Design of a Mechanical Gripper with an Integrated Smart Sensor Network for Multi-Axial Force Sensing and Perception of Environment
In Proceedings of the Smart Systems Integration Conference SSI 2012, (SSI-12), 21.3.-22.3.2012, Zürich, o.A., Mar/2012.
The dynamic process of grasping different kinds of objects which are pressure sensitive is difficult to handle with classical feedback controllers based on few force sensor values acquired and processed outside of the gripper structure. Side effects like slipping can not be detected at all or too late. Miniaturized smart sensors embedded in structures like grippers can significantly increase the perception of the environment with which a structure interacts.
A high-density network of strain-gauge sensors distributed in/on the gripper structure providing local sensor signal-to-information computation can deliver much more suitable informations.
Traditionally, strain-gauge sensors are used to measure force in a specific direction. The analog signal acquisition is difficult due to low noise immunity of weak input signals. External signal acquisition with a large distance from sensor to electronics raises noise and reduces signal-to-noise ratio and resolution.
We propose and demonstrate the integration of an active smart sensor network into a mechanical gripper structure (finger). The network consists of several highly miniaturized low-power sensor nodes providing sensor signal acquisition, data processing, and communication. Each sensor node can handle up to two strain-gauge sensors detecting different forces at different positions of the gripper structure. The relation between strain and force is derived from FEM simulation of the gripper structure under certain load conditions.
Each node performs sensor signal acquisition using a zooming ADC approach, sensor data evaluation, and auto-calibration.

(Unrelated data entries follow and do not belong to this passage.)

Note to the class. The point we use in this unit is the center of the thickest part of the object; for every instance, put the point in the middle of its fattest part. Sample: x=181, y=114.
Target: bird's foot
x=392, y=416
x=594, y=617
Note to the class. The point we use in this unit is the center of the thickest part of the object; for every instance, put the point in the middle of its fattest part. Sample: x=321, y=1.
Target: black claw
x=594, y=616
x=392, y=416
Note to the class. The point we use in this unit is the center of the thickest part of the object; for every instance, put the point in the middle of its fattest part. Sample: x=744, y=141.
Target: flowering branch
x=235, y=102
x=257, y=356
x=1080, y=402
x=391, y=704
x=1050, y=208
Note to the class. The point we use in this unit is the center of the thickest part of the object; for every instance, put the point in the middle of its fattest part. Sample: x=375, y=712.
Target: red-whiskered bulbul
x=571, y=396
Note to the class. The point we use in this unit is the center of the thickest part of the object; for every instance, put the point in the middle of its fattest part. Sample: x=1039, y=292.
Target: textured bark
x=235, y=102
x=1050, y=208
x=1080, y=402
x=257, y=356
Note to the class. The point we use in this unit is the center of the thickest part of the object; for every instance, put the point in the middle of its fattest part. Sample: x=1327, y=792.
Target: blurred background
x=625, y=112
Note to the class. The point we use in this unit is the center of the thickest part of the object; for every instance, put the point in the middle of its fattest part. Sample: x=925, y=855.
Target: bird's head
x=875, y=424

Hence, non-calibrated and non-longterm stable sensors can be integrated and used, a prerequisite for robust sensorial materials.
It can be demonstrated that an integrated sensor network leads to increasing functionality and robustness.
A smart communication protocol is used to provide robust and fault-tolerant communication between nodes and an external interface, for example, a generic processor-based controller.
Beside the collection of single force values measured at different positions of the gripper, temporal and spatial composition information derived from the set of measured forces can be computed using data fusion, performed by the nodes of the sensor network itself using distributed computing algorithms. These are overload conditions, force gradients, object recognition and classification, and other higher-level information which can be computed.